The Curse of The Moon Towers

The issue with this expansion is a strange one. It’s almost too good. This sounds like a made-up complaint, but it’s a genuine problem when you consider how it all meshes with the base game; the issue being that it doesn’t mesh with it at all. Though yes, the new talent, curse and bird cards can be introduced into the original Pauper’s Ladder game, the rest of The Moon Towers cannot. The locations and events can’t be mixed because the game is about searching through decks, and making the decks bigger would slow it to a crawl; so, this expansion opts to be a separate experience, even down to some odd choices like rarities and paupers being unique to this adventure and this adventure alone.
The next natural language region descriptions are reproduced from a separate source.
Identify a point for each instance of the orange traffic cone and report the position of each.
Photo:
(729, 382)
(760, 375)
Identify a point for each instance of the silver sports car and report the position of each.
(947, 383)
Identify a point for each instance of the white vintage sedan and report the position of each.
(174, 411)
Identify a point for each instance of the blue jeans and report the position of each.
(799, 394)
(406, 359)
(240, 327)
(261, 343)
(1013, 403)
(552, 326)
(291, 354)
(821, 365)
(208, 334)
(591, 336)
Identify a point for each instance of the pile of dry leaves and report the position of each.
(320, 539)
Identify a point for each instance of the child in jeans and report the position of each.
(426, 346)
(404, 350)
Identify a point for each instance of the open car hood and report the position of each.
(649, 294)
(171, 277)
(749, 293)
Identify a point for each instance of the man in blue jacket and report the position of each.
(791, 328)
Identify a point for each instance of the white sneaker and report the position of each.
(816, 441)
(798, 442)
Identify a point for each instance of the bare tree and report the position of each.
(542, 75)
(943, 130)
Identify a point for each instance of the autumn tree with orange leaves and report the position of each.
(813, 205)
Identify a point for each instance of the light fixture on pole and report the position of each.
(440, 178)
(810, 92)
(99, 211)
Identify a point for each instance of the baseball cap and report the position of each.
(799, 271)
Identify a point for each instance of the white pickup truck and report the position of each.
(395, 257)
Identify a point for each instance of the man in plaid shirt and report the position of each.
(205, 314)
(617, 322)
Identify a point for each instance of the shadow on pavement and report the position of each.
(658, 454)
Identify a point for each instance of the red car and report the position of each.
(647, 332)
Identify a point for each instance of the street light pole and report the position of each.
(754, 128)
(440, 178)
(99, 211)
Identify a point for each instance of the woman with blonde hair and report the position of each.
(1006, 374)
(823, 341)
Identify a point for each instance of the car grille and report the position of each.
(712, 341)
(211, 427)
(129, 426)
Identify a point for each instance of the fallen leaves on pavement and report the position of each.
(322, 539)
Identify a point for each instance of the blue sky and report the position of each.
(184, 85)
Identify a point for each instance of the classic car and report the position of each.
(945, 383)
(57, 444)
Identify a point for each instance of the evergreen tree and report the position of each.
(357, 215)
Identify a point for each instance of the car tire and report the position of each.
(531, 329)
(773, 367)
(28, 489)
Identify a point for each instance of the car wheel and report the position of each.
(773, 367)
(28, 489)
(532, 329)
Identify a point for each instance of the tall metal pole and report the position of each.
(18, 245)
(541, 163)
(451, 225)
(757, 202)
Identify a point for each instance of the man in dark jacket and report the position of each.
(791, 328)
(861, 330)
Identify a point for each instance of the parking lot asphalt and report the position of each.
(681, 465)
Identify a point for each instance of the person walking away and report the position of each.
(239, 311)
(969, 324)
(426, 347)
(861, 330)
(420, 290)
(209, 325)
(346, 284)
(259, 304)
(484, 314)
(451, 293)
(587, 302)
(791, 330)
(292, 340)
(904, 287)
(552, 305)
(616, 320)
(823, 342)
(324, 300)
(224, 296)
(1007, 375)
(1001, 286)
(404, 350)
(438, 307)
All in all, this means that when you get this expansion, it’s probably not all that unlikely for you to never play the original game again; there’s just not much of a point in doing so, unless you are particularly fond of dragons or the original paupers you can play as. The added variance of the new hazards, the new rarities, the new mechanisms, they all improve the game for the most part, and none of it can be included in the original adventure. Even the quality of the components has improved in this expansion, having a better reference guide and some prettier looking tokens.

Zatu Score

Rating

  • Artwork
  • Complexity
  • Replayability
  • Player Interaction
  • Component Quality

You might like

  • The amazing solo mode
  • The extra mechanisms like Talents and Curses.
  • The new adventure setting with elementals and obelisks.

Might not like

  • Having to keep everything separate from the base game.
  • The slightly increased complexity.